O que pode poupar um país com mais Segurança rodoviária
26/02/2016
Os acidentes de trânsito são um dos principais problemas dos países desenvolvidos. Em toda a União Europeia, todos os anos morrem mais de 40.000 pessoas como consequência destes acidentes e mais de 150.000 ficam incapacitadas para toda a vida. Em Espanha, 1.126 pessoas perderam a vida nas estradas em 2015.
No que diz respeito às crianças (0 a 14 anos), um total de 46 menores faleceram, outros 410 foram feridos graves e 5.502 ligeiros em 2013, segundo dados da Direção Geral de Viação (DGT). Além disso, devido à sua fragilidade, as crianças tendem a ser as mais afetadas nos acidentes de viação com vítimas. Em países como o México, por exemplo, a perda dos pais devido às colisões é a segunda causa de orfandade infantil.
Não há dúvida que o sofrimento das vítimas dos acidentes graves de trânsito não pode ser expresso em termos económicos. E nenhum montante de dinheiro pode compensar a perda de um familiar ou quem tenha ficado com uma invalidez permanente.

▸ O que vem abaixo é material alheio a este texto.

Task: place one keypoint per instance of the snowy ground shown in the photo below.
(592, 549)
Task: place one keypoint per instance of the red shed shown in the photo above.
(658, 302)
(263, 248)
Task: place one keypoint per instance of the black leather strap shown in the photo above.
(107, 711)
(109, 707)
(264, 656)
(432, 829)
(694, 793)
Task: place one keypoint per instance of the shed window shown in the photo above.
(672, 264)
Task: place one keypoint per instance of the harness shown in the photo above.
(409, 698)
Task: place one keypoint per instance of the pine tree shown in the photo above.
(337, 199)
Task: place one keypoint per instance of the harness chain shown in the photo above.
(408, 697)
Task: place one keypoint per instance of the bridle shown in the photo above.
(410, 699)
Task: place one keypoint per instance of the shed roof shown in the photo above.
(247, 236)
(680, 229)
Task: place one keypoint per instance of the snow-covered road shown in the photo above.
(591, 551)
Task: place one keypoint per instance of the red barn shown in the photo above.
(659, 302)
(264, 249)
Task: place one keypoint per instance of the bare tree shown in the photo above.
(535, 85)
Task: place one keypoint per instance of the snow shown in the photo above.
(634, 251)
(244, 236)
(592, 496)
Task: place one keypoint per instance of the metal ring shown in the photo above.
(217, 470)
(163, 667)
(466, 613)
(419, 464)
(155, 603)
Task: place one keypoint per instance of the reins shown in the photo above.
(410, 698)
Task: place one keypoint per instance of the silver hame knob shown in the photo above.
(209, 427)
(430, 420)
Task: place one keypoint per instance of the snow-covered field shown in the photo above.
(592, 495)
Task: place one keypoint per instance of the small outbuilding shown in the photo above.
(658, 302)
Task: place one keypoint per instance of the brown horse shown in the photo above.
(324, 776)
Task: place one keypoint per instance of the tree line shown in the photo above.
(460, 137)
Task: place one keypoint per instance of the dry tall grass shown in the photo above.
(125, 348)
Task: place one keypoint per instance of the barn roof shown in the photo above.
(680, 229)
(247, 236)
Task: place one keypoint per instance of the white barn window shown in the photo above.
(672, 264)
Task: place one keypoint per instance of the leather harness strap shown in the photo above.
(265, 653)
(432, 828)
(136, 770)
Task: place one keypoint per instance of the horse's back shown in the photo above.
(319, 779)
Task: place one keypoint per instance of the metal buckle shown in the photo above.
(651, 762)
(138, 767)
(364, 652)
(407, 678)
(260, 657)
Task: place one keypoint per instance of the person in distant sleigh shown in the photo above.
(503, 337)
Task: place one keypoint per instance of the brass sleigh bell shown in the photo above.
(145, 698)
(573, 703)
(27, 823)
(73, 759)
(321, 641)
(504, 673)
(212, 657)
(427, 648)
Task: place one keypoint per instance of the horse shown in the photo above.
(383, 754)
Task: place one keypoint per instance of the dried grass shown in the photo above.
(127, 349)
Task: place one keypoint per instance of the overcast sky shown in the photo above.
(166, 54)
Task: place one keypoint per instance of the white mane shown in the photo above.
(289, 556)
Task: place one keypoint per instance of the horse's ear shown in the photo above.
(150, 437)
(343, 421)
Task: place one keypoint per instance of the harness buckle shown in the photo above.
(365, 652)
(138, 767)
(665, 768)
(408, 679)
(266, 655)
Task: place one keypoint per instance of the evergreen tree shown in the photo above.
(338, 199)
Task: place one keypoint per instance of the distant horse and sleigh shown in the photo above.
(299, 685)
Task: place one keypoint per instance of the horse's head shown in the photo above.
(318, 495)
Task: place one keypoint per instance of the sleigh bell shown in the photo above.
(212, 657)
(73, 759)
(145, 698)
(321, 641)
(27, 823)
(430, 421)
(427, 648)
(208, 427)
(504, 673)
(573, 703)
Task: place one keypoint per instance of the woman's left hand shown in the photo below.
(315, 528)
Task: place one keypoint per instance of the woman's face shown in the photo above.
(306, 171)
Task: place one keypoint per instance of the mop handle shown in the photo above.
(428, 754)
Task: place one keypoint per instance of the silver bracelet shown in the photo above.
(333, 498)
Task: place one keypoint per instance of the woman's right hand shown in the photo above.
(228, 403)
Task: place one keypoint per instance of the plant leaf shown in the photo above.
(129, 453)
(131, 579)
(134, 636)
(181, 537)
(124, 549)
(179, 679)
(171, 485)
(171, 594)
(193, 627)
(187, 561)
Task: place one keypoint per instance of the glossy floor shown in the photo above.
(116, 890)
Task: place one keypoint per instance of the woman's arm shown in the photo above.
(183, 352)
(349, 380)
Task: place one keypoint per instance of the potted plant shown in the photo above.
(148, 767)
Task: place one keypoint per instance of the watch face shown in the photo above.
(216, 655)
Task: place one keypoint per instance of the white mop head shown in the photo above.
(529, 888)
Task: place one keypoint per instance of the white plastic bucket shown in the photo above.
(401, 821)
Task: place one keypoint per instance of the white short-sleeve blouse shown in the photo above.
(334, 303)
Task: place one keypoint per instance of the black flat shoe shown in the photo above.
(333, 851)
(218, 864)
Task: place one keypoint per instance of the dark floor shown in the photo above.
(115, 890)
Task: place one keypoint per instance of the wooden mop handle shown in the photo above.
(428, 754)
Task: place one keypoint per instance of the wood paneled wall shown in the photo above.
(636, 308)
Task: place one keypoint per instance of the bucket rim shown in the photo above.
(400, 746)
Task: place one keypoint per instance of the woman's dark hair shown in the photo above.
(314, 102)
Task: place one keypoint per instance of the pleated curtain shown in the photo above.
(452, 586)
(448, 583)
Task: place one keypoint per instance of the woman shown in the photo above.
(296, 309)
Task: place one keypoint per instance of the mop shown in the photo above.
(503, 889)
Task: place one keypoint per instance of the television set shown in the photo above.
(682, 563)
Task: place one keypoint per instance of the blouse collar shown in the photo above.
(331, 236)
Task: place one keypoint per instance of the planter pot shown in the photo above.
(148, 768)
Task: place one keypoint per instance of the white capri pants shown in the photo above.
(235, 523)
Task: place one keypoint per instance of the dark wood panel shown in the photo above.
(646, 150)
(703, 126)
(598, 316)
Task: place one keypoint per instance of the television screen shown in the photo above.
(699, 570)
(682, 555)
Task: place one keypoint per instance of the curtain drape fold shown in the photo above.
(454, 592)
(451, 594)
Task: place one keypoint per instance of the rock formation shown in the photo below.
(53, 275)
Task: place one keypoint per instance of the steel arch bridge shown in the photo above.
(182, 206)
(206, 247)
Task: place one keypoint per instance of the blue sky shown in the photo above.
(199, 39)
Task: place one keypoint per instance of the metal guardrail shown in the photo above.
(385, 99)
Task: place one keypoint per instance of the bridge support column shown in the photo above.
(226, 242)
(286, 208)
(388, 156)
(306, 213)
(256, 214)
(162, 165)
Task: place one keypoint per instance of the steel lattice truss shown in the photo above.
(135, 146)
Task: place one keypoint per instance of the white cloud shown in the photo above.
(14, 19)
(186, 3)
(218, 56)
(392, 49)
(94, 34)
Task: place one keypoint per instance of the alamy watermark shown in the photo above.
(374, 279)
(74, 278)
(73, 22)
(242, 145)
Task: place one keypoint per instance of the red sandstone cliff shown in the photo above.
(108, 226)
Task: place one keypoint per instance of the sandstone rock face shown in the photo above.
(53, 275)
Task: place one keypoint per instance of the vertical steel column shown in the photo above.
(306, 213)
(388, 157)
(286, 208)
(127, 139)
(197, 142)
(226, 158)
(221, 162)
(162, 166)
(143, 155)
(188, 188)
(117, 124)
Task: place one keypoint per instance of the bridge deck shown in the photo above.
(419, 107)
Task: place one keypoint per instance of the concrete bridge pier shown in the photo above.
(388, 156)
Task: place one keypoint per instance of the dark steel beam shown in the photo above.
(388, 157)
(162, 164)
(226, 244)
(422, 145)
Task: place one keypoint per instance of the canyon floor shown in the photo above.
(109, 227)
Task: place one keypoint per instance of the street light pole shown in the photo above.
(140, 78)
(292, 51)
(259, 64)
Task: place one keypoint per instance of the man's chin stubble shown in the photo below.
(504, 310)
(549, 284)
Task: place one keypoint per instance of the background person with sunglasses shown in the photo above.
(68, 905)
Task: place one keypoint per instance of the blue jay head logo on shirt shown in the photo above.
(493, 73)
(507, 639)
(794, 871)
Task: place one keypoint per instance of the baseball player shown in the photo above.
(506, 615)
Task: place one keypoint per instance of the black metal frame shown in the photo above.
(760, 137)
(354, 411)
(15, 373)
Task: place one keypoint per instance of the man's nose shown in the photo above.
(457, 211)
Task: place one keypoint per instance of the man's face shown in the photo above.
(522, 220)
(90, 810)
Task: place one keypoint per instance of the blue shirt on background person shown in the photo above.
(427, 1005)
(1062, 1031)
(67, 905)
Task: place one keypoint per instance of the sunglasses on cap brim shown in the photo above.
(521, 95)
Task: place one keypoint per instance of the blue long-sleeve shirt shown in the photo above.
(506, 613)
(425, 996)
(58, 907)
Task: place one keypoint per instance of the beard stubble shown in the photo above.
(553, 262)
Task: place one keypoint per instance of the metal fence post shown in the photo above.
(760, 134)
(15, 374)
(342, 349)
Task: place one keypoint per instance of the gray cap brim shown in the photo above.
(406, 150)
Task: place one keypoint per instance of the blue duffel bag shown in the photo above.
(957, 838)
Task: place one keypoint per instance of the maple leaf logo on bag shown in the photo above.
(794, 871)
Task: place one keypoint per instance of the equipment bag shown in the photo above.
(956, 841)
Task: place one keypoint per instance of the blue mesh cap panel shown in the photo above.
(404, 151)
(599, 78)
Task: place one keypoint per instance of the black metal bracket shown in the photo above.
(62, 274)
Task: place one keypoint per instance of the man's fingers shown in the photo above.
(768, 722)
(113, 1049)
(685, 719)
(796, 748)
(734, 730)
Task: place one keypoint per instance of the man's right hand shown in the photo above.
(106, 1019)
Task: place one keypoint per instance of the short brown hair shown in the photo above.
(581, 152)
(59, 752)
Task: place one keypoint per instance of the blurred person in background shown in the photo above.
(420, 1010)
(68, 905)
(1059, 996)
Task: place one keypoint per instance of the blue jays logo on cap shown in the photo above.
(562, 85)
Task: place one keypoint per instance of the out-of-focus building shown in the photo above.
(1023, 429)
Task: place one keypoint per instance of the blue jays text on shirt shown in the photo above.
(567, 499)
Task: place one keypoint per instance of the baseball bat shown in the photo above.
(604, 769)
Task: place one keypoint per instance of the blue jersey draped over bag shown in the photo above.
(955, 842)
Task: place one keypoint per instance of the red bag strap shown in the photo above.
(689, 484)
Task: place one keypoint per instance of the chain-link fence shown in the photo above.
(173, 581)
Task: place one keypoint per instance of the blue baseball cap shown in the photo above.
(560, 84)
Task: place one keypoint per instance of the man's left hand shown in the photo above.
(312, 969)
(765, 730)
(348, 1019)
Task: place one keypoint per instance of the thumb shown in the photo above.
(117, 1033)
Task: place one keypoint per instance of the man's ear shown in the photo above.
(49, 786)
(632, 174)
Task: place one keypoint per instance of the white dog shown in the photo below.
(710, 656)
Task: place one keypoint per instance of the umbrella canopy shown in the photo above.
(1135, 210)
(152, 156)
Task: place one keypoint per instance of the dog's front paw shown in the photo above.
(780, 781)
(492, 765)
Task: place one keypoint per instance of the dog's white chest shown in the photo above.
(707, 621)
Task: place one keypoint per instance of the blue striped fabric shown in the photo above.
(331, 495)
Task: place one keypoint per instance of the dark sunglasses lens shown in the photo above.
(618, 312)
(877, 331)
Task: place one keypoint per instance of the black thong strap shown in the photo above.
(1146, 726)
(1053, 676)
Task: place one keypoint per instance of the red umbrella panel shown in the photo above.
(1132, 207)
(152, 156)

No entanto, estimar os custos económicos dos sinistros nas estradas é fundamental para realizar os investimentos adequados para os prevenirmos.
Um custo de quase 1% do PIB
O relatório Segurança Rodoviária 2015, publicado pela OCDE em outubro de 2015, assinala que os acidentes de trânsito custaram a Espanha 9.640 milhões de euros em 2013. Este montante refere-se ao gasto derivado do atendimento - incluindo o de saúde - a todo tipo de vítimas e implica, segundo o documento, 0,94% do Produto Interno Bruto (PIB).
A desagregação dos dados da OCDE revela que a maior parcela se destinou aos hospitalizados: quase 4.190 milhões de euros. A esta seguiram-se 3.140 milhões destinados aos feridos e 2.310 milhões às vítimas mortais. "Nestes montantes não são incluídos os derivados dos danos à propriedade privada", explica o organismo.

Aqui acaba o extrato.